In the case of Northamptonshire, our Lord Lieutenant, James Saunders-Watson, has the newly-appointed Morcea Walker MBE as his Vice-Lord Lieutenant and about 25 deputies, who together seek out and encourage good works from across the county, shining the light on them and generally encouraging more of the same.

Through my day-to-day dealings and involvement elsewhere, I have always been aware of the good work going on in Northamptonshire and of the number of people who shy away from that light.

It’s a tough one perhaps, but it is through that light that we better understand just how much there is that people bring to their community... and its value.

This week as part of my deputy duties, I attended a number of citizenship ceremonies... officially.

These are normally shared between Northampton and Kettering and mark the end of a journey for people who have come to Great Britain from abroad; sought citizenship here together with the freedoms that it brings; studied to achieve it; borne the costs of doing so; and finally reached the day of their own ceremony.

It’s a very personal thing and takes time to achieve. Anyone who gets to that point is worthy of respect for their commitment and a warm welcome to British citizenship.

Ours is a diverse community and throughout history we have benefited from new arrivals bringing new views and new skills.

I have no doubt it will be the same with this week’s newly confirmed citizens.

At one of the ceremonies this week – and having presented him with his certificate of British nationality and a small souvenir medal (a unique gift given only by our county I understand) – he, in turn, asked if he could present me with his headgear, a beret with a feather proudly standing to attention at its front and handmade for him by his wife in Tibet.

Having checked that he really was sure that he wanted to present me with such a personal gift, I readily accepted, the warmth of his own generosity briefly catching me off guard.
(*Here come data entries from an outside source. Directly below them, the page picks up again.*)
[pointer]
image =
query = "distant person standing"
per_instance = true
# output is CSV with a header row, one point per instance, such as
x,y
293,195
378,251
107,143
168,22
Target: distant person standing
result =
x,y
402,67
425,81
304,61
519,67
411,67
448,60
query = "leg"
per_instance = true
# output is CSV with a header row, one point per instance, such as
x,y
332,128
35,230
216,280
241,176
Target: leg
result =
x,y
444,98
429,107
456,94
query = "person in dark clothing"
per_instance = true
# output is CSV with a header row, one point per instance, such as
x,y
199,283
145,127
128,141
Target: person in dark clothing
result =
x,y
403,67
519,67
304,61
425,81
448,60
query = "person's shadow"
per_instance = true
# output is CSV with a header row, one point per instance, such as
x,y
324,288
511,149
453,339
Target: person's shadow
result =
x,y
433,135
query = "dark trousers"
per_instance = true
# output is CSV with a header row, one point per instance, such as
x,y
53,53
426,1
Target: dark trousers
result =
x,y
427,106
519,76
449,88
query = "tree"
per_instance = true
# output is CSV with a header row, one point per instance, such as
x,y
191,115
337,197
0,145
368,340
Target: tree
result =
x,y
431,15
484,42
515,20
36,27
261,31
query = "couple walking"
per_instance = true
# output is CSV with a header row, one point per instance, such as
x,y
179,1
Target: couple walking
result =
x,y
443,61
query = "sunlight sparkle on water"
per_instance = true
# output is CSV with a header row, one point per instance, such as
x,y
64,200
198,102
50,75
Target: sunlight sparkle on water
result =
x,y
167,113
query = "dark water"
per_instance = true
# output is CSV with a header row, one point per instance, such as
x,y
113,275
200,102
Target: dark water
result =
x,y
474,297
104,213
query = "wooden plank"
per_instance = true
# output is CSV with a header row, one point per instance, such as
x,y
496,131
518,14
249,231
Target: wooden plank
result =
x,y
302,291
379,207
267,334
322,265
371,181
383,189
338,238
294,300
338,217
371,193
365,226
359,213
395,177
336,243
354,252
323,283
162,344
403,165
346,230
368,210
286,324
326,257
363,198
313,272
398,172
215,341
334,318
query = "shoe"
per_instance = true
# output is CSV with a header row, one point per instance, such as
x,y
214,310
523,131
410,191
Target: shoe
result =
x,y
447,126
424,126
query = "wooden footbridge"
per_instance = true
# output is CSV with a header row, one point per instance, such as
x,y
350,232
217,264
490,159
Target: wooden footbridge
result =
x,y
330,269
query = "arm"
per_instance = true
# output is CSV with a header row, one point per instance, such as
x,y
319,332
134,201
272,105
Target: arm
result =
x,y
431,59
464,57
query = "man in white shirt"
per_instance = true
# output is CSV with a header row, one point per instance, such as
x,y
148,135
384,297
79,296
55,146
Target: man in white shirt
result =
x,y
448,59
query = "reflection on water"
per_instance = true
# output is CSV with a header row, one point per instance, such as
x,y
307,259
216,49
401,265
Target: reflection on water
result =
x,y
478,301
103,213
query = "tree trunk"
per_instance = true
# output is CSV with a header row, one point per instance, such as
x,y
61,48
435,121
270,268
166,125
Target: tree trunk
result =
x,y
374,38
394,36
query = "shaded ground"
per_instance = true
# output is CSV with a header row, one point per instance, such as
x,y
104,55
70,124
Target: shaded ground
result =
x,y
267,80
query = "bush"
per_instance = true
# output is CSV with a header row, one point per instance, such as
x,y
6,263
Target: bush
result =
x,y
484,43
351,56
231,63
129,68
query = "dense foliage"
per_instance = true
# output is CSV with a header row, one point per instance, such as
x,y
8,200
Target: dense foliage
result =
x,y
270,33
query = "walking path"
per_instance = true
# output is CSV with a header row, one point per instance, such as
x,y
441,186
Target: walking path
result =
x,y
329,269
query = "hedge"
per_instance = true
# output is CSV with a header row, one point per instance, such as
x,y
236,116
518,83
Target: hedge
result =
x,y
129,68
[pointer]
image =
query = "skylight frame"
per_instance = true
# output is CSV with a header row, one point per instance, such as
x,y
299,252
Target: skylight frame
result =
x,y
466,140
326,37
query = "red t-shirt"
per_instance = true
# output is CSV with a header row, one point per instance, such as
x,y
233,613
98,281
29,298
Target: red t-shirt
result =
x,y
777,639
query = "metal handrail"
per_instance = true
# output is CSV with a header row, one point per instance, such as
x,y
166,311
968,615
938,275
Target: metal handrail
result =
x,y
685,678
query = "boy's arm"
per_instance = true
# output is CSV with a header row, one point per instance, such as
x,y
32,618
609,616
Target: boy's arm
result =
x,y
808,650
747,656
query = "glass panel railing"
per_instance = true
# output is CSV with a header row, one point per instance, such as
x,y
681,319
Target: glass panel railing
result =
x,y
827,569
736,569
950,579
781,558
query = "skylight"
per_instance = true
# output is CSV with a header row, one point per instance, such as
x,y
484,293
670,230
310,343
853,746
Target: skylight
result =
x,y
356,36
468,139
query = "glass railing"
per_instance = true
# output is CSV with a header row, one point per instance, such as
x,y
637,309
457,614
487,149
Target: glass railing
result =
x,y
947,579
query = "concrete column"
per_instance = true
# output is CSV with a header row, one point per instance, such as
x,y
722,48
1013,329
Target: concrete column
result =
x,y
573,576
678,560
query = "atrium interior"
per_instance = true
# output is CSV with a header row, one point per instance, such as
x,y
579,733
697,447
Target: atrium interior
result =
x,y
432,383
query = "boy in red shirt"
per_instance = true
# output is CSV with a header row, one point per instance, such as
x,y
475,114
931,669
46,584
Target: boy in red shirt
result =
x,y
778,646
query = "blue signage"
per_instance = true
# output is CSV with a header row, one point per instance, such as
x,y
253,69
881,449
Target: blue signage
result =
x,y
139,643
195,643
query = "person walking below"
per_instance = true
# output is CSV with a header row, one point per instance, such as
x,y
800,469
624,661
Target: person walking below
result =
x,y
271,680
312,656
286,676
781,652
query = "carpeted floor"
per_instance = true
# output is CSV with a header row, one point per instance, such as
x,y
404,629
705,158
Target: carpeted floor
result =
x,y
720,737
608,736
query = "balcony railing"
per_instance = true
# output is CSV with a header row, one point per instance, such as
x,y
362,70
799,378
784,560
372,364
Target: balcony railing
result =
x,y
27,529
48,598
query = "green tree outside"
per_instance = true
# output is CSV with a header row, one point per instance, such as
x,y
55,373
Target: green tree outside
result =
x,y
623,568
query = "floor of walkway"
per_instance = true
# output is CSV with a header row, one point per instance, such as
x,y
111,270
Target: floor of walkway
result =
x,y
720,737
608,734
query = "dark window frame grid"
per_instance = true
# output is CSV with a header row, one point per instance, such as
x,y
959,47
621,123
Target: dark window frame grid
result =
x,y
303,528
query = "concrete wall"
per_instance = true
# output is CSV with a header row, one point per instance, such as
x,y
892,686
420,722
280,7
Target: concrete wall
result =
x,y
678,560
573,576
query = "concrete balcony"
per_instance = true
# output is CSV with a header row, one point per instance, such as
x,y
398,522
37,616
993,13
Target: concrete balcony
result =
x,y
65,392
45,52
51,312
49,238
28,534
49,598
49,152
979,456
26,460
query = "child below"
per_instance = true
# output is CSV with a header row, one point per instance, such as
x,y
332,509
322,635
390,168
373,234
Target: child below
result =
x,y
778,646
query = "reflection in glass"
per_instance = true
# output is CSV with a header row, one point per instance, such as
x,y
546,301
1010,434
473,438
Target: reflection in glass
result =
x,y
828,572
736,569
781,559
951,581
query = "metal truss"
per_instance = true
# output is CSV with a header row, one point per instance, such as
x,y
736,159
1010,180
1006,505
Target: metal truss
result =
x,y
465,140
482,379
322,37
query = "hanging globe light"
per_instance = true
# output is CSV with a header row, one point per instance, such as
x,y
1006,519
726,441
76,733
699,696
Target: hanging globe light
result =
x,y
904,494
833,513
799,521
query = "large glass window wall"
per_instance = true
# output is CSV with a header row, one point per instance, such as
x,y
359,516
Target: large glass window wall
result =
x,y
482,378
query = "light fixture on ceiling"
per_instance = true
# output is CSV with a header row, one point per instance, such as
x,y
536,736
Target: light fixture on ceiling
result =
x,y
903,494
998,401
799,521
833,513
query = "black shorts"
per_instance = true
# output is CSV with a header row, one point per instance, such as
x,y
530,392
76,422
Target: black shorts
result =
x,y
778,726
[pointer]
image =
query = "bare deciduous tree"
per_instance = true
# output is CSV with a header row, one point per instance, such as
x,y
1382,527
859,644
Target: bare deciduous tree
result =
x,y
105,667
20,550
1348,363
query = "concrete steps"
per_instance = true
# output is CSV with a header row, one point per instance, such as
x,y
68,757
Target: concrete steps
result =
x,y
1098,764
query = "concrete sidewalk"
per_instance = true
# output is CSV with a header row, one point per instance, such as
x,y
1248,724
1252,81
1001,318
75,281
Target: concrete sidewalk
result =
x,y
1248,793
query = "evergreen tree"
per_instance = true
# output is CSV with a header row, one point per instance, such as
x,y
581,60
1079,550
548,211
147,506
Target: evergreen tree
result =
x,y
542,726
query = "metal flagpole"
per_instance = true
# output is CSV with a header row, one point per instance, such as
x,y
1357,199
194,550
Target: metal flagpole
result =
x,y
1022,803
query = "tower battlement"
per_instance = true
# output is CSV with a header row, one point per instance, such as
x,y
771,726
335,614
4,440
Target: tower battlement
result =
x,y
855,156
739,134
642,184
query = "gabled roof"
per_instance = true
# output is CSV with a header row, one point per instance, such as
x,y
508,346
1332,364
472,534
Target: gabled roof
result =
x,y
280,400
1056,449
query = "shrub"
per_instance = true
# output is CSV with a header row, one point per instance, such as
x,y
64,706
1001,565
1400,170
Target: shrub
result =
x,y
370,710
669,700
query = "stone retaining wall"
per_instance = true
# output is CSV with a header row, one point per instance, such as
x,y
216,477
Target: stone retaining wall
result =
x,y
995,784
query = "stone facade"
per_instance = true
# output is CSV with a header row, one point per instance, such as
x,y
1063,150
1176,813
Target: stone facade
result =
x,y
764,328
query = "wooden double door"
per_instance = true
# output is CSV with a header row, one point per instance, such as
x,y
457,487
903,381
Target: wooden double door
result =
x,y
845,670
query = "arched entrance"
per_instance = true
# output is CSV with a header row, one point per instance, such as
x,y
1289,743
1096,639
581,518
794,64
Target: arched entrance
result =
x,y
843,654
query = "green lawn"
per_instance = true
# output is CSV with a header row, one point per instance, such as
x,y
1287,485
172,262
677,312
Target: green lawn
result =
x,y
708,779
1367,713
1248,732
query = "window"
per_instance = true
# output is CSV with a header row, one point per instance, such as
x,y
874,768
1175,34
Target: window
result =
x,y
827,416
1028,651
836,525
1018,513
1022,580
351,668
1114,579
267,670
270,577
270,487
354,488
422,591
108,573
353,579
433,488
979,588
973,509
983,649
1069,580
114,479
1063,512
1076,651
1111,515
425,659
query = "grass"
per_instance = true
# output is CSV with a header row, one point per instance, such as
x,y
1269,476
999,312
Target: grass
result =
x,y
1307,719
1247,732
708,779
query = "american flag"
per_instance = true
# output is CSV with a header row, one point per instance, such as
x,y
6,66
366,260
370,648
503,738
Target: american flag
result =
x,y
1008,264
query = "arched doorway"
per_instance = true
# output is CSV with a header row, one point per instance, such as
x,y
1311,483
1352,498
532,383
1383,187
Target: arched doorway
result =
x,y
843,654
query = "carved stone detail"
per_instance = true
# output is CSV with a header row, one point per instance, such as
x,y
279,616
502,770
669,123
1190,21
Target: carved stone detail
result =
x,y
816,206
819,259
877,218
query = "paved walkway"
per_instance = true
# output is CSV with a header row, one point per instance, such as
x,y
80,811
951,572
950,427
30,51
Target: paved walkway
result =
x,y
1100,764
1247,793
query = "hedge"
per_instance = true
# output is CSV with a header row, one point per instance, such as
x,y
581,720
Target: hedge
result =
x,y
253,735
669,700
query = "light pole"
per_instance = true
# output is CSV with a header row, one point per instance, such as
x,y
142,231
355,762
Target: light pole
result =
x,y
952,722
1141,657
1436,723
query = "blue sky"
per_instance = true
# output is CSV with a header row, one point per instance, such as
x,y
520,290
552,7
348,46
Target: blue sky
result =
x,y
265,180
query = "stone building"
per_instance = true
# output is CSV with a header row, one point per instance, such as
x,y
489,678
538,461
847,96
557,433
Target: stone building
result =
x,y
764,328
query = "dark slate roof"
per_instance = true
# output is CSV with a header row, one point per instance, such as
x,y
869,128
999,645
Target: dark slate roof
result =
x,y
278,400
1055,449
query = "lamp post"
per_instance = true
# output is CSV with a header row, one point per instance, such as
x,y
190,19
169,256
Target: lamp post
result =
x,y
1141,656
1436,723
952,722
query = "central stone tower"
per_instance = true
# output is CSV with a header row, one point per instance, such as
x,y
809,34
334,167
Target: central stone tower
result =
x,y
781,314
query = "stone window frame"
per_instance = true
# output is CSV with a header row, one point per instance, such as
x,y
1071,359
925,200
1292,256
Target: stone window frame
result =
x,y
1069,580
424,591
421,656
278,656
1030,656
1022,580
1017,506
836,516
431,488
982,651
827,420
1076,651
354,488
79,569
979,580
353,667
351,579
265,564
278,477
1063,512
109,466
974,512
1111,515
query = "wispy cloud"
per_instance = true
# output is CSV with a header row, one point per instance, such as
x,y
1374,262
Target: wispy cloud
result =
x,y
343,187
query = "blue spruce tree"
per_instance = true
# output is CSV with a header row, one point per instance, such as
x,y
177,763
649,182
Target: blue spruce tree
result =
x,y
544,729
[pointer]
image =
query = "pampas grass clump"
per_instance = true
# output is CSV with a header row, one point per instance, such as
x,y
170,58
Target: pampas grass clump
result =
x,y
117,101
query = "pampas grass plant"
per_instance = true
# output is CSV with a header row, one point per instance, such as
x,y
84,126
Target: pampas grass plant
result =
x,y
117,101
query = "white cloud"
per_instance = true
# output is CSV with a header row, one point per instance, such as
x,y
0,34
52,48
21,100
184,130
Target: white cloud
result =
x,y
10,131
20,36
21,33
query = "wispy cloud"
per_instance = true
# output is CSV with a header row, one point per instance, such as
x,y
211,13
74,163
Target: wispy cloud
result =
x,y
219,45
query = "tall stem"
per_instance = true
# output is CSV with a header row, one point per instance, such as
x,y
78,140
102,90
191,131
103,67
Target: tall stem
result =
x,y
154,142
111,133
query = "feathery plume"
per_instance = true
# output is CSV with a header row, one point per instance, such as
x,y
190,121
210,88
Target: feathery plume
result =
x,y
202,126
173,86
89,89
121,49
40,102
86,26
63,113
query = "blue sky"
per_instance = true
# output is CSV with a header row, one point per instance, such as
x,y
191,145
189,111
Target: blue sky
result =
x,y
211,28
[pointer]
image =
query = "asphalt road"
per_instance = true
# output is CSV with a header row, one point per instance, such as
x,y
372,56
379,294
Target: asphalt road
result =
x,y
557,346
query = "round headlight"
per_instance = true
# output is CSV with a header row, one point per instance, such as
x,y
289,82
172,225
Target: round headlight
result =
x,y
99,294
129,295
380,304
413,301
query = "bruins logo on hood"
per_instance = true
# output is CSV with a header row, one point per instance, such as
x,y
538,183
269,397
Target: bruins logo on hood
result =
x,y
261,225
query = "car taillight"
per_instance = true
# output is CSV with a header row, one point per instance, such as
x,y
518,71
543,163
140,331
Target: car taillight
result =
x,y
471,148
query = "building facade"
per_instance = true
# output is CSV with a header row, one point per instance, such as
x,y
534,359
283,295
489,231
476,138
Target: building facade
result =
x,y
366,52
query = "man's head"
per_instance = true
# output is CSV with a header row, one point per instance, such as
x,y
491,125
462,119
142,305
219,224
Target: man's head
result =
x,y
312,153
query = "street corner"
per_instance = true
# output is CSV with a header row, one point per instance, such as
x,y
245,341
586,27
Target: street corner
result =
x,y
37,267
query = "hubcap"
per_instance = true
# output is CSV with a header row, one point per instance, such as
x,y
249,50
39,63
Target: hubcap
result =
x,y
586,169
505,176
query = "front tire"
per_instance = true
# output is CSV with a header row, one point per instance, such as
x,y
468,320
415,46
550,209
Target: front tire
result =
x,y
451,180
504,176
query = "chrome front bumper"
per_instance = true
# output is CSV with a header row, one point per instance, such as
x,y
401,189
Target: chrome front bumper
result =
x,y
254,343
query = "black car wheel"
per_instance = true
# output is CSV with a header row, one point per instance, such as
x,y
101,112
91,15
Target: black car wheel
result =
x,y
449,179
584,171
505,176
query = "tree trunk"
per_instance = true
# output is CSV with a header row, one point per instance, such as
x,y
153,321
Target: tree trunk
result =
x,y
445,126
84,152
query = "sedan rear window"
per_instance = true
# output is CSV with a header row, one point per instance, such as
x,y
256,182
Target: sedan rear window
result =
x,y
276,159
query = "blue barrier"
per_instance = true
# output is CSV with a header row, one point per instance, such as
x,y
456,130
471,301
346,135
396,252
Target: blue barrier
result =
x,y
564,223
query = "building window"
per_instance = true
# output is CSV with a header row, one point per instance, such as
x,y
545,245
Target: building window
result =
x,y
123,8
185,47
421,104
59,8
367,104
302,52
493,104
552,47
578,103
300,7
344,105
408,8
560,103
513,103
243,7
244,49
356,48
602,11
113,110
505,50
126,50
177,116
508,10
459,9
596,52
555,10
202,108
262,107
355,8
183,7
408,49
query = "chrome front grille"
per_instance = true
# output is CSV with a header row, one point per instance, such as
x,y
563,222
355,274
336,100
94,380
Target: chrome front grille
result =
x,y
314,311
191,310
So kind.

It is that same spirit of welcoming new views that will keep other areas of county life refreshed too.

Our new unitary bodies are still settling into their challenges and the same is true of the offices of the High Sheriff and the Lord Lieutenant.

But with new people come new opportunities to bring positivity and prosperity to the county.

Far from being anachronistic, archaic nods to the past, they are contributors to the present and the future, evolving from what preceded them.

Expect positive outputs from positive inputs and the rewards that they bring to the wider community.